Anyway, my point is set vague objectives, get vague results. Have an idea of where you want to company/brand to be in a year, and go by that. Say "this is what we want, so tell us how you can help us achieve this," and from that create a list of mutually-agreed upon objectives for the year/quarter/whatever. If they aren't willing to be fairly specific, you won't be able to hold them accountable. At least then you'll have a clearly-defined, customizable rubric with which you can evaluate their services.
posted by apple scruff at 10:47 AM on November 23, 2005


This is the classic dilemma of advertising. The advertising agency always has an out: Your sales didn't increase, but our advertising made sure they didn't drop, either. Your sales decreased, but our advertising made sure they didn't bottom-out. Your sales increased: we did that.

My thoughts, based on years peripherally in the ad business, are:

-- Brand-building does not necessarily build sales. It builds brand-recognition. It usually works better with an amazing product or service launch.

--Any effort to structure fees based on results is a mistake, unless you want to sell them shares of the company, too. You can either do it as a percentage of media-bought, say, 15% on top of the cost of whatever media buys the agency does for you, plus all ad producing costs, on which another agreed-upon percentage will be tacked; or you can go the fee route, in which you pay the agency a plat fee for set goals. Flat-fee advertising is for term-limited goals with set end dates, not for long-term strategy.

--Advertisers get what they deserve. Have balls, money, and persistence. If you can't afford to advertise, then you need to rethink why this brand is worth reviving.

--It sounds like you have an agency, but if you're asking the questions I see here, then you have a larger problem. Get somebody on your side who knows the ad biz. You need an advertising expert on your staff who's not buddy-buddy with the ad agencies but has years in the business and will fight for you. Given the money that will be spent, you cannot make this a learn-as-you-go position.

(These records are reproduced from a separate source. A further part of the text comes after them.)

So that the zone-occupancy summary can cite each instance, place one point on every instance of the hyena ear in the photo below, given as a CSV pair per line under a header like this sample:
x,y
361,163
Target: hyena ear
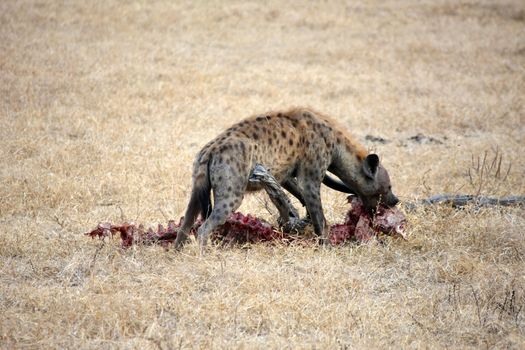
x,y
370,165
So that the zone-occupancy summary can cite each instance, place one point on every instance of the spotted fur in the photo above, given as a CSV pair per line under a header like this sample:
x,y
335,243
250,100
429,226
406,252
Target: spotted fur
x,y
297,147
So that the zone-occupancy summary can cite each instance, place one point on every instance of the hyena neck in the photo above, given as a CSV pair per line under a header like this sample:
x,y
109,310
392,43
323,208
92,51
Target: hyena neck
x,y
347,163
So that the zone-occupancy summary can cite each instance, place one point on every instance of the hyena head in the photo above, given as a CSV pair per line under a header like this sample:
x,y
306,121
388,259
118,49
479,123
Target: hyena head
x,y
374,187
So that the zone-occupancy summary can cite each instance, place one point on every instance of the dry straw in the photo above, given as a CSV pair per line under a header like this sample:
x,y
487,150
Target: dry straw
x,y
104,104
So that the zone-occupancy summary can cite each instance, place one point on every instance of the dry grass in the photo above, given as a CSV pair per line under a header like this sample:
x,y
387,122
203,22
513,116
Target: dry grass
x,y
104,104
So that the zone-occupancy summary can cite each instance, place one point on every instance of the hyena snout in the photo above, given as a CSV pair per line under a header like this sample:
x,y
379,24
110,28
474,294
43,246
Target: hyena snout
x,y
391,200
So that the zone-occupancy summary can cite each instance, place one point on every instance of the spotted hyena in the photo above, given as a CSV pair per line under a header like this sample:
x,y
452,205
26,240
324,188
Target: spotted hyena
x,y
297,147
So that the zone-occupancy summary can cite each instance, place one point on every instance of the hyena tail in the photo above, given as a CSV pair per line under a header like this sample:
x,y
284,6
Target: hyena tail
x,y
200,200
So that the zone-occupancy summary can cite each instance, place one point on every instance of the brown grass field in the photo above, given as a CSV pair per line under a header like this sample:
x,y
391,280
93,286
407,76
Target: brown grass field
x,y
104,105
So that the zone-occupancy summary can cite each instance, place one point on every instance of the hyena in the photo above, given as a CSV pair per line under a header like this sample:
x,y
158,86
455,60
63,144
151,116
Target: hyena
x,y
297,147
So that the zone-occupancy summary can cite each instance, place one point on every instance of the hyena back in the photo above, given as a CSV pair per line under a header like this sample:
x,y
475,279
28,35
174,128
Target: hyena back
x,y
297,147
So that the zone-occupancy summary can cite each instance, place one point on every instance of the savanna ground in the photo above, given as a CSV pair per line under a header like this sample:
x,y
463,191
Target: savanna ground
x,y
104,105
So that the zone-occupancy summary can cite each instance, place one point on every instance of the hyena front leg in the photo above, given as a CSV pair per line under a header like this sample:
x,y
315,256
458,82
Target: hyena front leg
x,y
312,198
288,215
228,190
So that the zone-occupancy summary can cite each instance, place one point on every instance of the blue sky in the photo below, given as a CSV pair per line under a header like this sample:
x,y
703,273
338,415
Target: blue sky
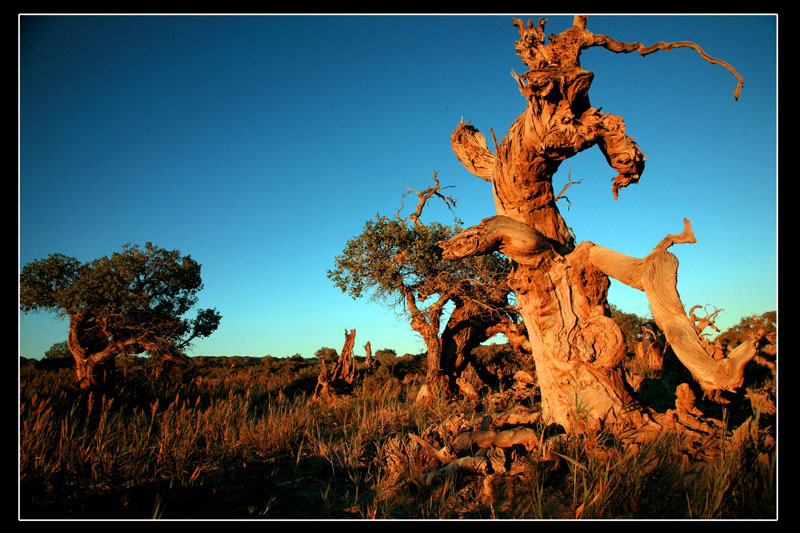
x,y
260,144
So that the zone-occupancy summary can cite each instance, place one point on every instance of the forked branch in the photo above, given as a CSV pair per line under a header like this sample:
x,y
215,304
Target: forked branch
x,y
619,47
656,275
423,197
512,238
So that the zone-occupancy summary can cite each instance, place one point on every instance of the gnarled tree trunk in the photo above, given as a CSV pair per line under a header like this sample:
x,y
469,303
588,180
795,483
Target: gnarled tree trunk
x,y
562,288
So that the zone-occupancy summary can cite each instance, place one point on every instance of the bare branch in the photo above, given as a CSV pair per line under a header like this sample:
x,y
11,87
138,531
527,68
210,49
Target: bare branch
x,y
569,184
656,275
423,197
620,47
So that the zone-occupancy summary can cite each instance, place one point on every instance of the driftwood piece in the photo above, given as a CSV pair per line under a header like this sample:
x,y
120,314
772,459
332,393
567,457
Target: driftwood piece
x,y
656,275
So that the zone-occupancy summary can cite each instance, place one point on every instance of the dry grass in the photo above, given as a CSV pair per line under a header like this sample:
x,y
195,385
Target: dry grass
x,y
249,442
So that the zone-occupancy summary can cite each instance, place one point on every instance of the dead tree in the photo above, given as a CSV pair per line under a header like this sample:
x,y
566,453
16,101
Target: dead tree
x,y
561,286
368,357
341,375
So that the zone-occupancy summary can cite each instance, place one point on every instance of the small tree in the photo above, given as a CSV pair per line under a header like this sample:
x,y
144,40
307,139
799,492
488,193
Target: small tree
x,y
398,262
131,302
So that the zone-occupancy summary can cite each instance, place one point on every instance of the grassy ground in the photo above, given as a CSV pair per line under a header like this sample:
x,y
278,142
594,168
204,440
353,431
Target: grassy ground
x,y
247,442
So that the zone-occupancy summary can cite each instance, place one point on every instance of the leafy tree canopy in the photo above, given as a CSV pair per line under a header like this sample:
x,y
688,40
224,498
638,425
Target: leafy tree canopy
x,y
747,326
130,302
390,257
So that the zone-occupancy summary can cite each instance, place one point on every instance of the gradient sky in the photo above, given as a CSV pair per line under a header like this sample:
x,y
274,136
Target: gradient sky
x,y
260,144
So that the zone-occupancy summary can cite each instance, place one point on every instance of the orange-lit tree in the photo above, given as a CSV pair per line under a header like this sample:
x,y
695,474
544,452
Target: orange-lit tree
x,y
561,286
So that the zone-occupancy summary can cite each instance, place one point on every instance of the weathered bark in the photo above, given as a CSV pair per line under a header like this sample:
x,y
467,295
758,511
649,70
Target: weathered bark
x,y
562,288
368,355
341,376
95,357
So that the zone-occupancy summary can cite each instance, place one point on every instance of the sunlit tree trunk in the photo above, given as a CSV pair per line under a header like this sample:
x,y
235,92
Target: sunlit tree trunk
x,y
562,288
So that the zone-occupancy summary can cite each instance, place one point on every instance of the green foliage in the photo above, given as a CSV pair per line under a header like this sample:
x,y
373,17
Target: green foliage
x,y
135,299
748,326
390,256
58,351
385,356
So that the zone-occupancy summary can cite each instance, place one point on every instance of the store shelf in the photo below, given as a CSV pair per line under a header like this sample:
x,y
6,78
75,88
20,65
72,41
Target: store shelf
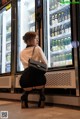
x,y
61,36
61,51
61,8
61,23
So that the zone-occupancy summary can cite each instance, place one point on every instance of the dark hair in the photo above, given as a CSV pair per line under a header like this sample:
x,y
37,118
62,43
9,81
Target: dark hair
x,y
29,36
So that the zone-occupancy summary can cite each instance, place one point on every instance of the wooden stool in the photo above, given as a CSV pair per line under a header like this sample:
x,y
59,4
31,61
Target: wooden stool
x,y
37,89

Make this one person you main conduit throughout the ad relationship. If you're not locked into the agency you have now, there are companies that will conduct agency searches for you. They cost big wads of cash but they can be very useful.
posted by Mo Nickels at 1:08 PM on November 23, 2005


What you'll want to do is put in a bonus structure based on success metrics that both parties agree to. If you're branding, you'll need to do research pre- and post- campaign recognition/associations to base it on or something quantifiable.

The fee should be whatever appropriate to meet the goal and do the work. The bonus is on top of that. Do your assignment and you'll get X. Do better and we'll throw you Y too.

Example: We expect unaided awareness of our brand blah blah blah to rise by 20% in the period. The agency will receive a bonus of x% of fee for beating that goal.
Don't use sales as a metric unless you can tie the agency's activity back to the sales. Or have a separate bonus for increased sales if the branding work does blow the doors off sales.

I worked for a major advertiser and you'd be amazed how motivated agency management gets when there's a bonus on the line. Especially if you're rather lean on the base fee. We would also stipulate that a portion of the bonus would go directly to creative/account/media/etc people that actually did the work on the agency side.